Gara-gara sikap seperti ini, setiap berbuat sesuatu atau meninggalkan sesuatu, yang selalu dia perhatikan adalah apa komentar orang pasca sikap tersebut. Bila ada satu orang saja yang berkomentar negatif, hari-harinya bakal terus dipenuhi dengan kegelisahan, kegundahgulanaan dan kegalauan.

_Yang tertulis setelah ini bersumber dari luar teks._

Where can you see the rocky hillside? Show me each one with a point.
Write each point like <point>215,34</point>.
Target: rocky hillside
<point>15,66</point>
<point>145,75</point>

Ketahuilah, bahwa yang akan kita rasakan hanyalah kelelahan dan keletihan belaka. Bila setiap perbuatan yang kita lakukan, hanya untuk mencari simpati manusia, mengikuti setiap keinginannya, pemikirannya dan kesukaannya. Memilih keridhaan manusia adalah sebuah kesia-siaan. Sebab jalannya bengkok dan tidak tentu ujungnya. Jalan sukar itu dipaksakan untuk ditempuh, padahal ujungnya adalah jalan buntu.

Gara-gara sikap seperti itu, akhirnya menjadi penghalang hati, yang mencegah seseorang menemukan kelezatan ibadah, hanya karena mengharapkan ridha makhluk atau manusia dan tergantung pujiannya. Ingatlah, bahwa pujian dari makhluk merupakan sesuatu yang kosong, tidak akan membahayakanmu jika mereka semua marah atau tidak suka kepadamu, dan tidak memberi manfaat kepadamu sedikitpun, jika mereka tidak ridha/suka padamu. Palingkan hatimu dari mencari ridha mereka. Apabila hati mereka ridha padamu, mereka tidak akan menghasad dan merugikan akhiratmu.

Untuk apa waktu kita habiskan demi mengambil muka manusia? Bukankah mereka pun hamba seperti kita adanya? Mereka pun lemah tidak berdaya, tak kuasa menolong dirinya sendiri, apalagi menolong orang lain? Mengapa kita tak kunjung sadar akan kekuasaan Sang Khalik, padahal di tangan-Nya lah kehidupan dan kematian?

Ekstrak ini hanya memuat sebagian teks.